O conteúdo elaborado no campo do desenvolvimento  precisa falar com as diversidades dos públicos. A educação sexual informada sobre traumas reconhece a  probabilidade de que qualquer sala de aula ou audiência inclua pessoas que tenham sofrido traumas. Isto precisa ser alargado  para além do trauma da violência sexual e de gênero para incluir a violência racista e colonialista, como sugere a educadora canadense Lydia Collins: 

“Vamos falar sobre como a guerra afeta a dinâmica do poder entre o ocupante e o ocupado, o que em última instância descarta a capacidade de consentir. Ou sobre como as crianças negras são bombardeadas com hipersexualização e adultificação, tendo sua juventude constantemente perturbada pelas perspectivas sociais de serem objetos sexuais e não crianças. Ou sobre como nossas identidades raciais e culturais podem tornar complexa nossa relação com a violência sexual e de gênero. Ou como o racismo anti-negros muitas vezes impede nossa capacidade de contar nossas histórias por medo”.

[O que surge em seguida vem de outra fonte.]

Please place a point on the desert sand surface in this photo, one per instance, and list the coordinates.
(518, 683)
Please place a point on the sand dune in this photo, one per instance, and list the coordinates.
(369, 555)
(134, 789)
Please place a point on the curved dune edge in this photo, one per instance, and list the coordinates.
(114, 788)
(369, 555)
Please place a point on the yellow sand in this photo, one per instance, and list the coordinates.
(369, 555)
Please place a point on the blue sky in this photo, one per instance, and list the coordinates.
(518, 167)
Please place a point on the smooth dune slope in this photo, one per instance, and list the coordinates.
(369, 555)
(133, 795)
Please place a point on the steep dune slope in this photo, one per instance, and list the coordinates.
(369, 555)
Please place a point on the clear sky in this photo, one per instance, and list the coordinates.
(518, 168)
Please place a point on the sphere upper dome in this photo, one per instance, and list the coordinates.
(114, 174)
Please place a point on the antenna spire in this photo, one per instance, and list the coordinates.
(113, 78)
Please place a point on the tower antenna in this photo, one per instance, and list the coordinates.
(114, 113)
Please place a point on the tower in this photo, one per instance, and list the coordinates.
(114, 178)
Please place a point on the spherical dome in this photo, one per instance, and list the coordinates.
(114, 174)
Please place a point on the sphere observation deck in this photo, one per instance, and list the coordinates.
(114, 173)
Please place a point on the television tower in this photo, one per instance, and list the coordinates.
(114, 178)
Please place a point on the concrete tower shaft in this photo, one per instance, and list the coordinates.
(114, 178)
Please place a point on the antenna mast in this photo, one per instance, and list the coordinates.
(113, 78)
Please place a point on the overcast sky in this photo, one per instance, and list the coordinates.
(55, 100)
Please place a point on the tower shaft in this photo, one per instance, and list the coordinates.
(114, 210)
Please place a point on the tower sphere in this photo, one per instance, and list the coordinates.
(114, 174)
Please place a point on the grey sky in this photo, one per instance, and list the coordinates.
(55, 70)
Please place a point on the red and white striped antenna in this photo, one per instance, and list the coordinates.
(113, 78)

Mudando quem decide o conteúdo: Quem decide o conteúdo da educação sexual e o que ela inclui são questões interligadas. Deve haver uma mudança de construir e reconhecer a experiência ocidental e a não ocidental: por   exemplo, a contribuição da África do Sul para o trabalho transnacional de educação LGBTI. Os enquadramentos não-ocidentais precisam ser implementados, sem cair nas armadilhas do “conhecimento tradicional” romantizado, ou da oposição nacionalista simplista a um deboche ocidental imaginado (a la Putin). O site de educação sexual ‘Agents of Ishq’ faz isso de forma brilhante. Quando entrevistei sua criadora Paromita Vorha em 2020, ela explicou: ‘Nós minamos as tradições eróticas da Índia e as reposicionamos para a vida contemporânea. Como podemos ter uma discussão contextual que não cai nas mãos dos nacionalistas? Através da arte que pode lidar com as nuances”.

Também é necessária uma mudança na relação de poder entre professor e aluno, do ensino verticalizado  para apoiar as pessoas a aprenderem com suas próprias experiências. A educação sexual exige essa pedagogia porque é um tema orientado para a ação que começa com o próprio corpo das pessoas.

Isto chegou à mim durante a apresentação no 7ª Encontro de Pesquisa Acadêmica da Sexualidade Chinesa, quando fui desafiada pelo argumento do mentor de vida sexual Yang Chun de que  “a educação sexual é o tipo de coisa que você só tem que aprender com sua própria experiência; não é algo que as escolas possam ensinar”.  Como, me perguntei, educadores podem apoiar as pessoas a aprender com suas próprias experiências ainda antes delas terem uma primeira experiência sexual? Quando poderia ser útil entender preservativos, consentimento, comunicação, sentimentos e poder? O educador sexual britânico Justin Hancock inventou um exercício de aperto de mão que pode ser usado como  exercicio  de negociação de uma interação física, para ser aplicado mais tarde em situações  sexuais.

Desafiando o Legado

Desafiar nossos legados coloniais é uma enorme tarefa. É ainda mais difícil no mundo atualmente polarizado, onde a educação sexual está sob ataque do populismo de direita e dos movimentos antigênero. Mas é uma tarefa necessária e urgente.

Às vezes, somos acusados de exercer o poder colonial e de trazer valores ocidentais para minar nações e comunidades não-ocidentais. Isto nunca deve ser assim.  Devemos descolonizar a educação sexual para corrigir a violência do passado e para oferecer às pessoas o que elas realmente precisam saber. Desta forma, nosso trabalho resistirá melhor às acusações de imposição ocidental. Um primeiro passo pode  ser o reconhecimento dos traços  coloniais que permeiam nosso campo  de educação em sexualidade e que questioná-los deve fazer parte de nosso aprendizado, bem como de nosso modo de ensinar.